船場の旦那衆に大変喜ばれ、大阪中にひろがる。
晴れの日のお料理・芝居見物・お土産にと幅広く愛される。
●「䱹」の字 古来、中国の文献によれば、魚肉を飯の上において発酵させたものを意味する。
後に、鮨になる。
★店頭にかけている大正初期の看板。舟板に彫られた文字に金粉が残っている。
明治の老大家、比田井天来先生の蹟。
▲箱寿司 大阪寿司の代表は箱寿司。にぎり寿司と違って、箱寿司はフタ口、ミ口と分けて口に入れるので、寿司めし「シャリ」には、特に重きをおいている。「飯に六分の味」といわれるようにシャリの味でほとんど決まる。<吉野>では、西日本の有名な硬質米を使用。昆布だしをたっぷりと含ませて、炊く「おすもじ」は、噛みしめる程に美味しさが増し、時間が経っても美味しさが変わらないのが特長。具と共に、じっくりと噛みしめると、味わえば味わう程、寿司の真味がたっぷりと味わえ、これ以上のものはない。

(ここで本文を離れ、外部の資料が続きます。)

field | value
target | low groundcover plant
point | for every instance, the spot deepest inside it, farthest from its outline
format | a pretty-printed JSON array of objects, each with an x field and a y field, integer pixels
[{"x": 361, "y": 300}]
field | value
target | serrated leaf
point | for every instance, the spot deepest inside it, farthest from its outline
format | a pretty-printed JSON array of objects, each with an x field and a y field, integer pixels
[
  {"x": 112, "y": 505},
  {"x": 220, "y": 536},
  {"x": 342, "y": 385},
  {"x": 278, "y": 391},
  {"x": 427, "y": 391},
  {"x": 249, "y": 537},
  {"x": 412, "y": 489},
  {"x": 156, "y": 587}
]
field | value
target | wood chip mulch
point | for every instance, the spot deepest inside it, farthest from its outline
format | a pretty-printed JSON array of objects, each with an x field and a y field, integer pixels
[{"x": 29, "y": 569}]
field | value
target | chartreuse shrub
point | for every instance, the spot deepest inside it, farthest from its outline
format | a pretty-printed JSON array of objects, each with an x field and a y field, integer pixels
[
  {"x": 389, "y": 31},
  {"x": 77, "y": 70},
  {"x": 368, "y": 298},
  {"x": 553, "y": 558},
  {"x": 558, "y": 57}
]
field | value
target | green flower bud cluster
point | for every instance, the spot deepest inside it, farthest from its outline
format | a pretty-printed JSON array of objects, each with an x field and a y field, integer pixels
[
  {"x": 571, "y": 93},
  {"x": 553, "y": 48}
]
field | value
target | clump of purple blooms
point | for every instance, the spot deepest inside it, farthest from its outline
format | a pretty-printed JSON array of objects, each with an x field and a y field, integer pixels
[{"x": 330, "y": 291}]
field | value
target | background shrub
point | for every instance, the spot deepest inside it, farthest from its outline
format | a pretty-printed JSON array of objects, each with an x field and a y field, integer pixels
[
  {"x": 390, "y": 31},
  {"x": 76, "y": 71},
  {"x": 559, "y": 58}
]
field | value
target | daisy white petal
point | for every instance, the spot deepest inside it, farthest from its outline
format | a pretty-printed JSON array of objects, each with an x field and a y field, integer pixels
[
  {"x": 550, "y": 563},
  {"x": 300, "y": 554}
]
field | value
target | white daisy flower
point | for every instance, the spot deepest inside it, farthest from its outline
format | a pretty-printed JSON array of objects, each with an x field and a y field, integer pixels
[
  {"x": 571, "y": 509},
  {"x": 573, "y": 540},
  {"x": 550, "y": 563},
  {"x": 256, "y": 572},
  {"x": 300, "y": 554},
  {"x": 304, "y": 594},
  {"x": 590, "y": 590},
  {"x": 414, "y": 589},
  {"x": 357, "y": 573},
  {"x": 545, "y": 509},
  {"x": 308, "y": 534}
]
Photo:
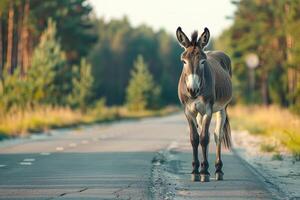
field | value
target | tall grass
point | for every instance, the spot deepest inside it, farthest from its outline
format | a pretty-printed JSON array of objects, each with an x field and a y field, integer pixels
[{"x": 277, "y": 123}]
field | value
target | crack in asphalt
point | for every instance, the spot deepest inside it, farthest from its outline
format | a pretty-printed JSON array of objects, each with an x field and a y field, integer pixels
[
  {"x": 160, "y": 184},
  {"x": 67, "y": 193},
  {"x": 117, "y": 192}
]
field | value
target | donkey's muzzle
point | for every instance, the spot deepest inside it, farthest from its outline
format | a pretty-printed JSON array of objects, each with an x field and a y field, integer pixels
[{"x": 193, "y": 92}]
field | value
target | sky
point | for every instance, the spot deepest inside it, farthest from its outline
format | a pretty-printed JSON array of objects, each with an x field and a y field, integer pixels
[{"x": 167, "y": 14}]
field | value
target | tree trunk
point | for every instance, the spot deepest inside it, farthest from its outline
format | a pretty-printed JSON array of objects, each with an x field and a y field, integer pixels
[
  {"x": 10, "y": 32},
  {"x": 25, "y": 38},
  {"x": 265, "y": 89},
  {"x": 20, "y": 39},
  {"x": 1, "y": 47}
]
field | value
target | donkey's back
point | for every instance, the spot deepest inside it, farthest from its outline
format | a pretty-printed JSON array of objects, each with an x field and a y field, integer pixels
[
  {"x": 220, "y": 65},
  {"x": 221, "y": 58}
]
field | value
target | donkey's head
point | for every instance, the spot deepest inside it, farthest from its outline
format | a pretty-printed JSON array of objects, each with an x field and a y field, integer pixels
[{"x": 193, "y": 59}]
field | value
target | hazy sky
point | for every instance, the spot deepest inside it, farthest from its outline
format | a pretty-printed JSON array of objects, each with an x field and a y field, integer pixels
[{"x": 168, "y": 14}]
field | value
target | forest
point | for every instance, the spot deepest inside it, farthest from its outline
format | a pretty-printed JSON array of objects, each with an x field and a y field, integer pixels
[{"x": 58, "y": 54}]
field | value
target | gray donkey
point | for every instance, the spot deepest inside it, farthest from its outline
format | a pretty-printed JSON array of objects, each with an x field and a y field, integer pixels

<吉野>が米の次に、こだわり続けるのは、いわゆる「ネタ」といわれる「具」である。
◎活焼穴子(いけのやきあなご)天然の中で、最も美味といわれる30㎝のものを選りすぐって仕入れ、創業以来受け継がれてきたタレをかけ、ふっくらと焼きあげる。この永年に亘る穴子の美味が蓄積されたタレにより、芳しい秘伝の味となる。箱寿司・穴子細巻・上方ちらし等にふんだんに使われ、椎茸と共に<吉野>の味の要となっている。
◎活小鯛(いけこたい)活の小鯛に塩を打ち、酢でしめて一晩寝かせる。じっくりと味をしみ込ませる。
◎潰司椎茸(つぶししいたけ)九州は宮崎、大分産の潰司椎茸。肉厚の高級椎茸を5時間程かけて軟らかく炊き上げる。下ごしらえにも手間ひまかけて、伝統の味を造り上げる。
他に▲鯛、鯖。蟹、の各種棒寿司。▲竹皮、海老穴子蒸し等各種蒸し寿司がある。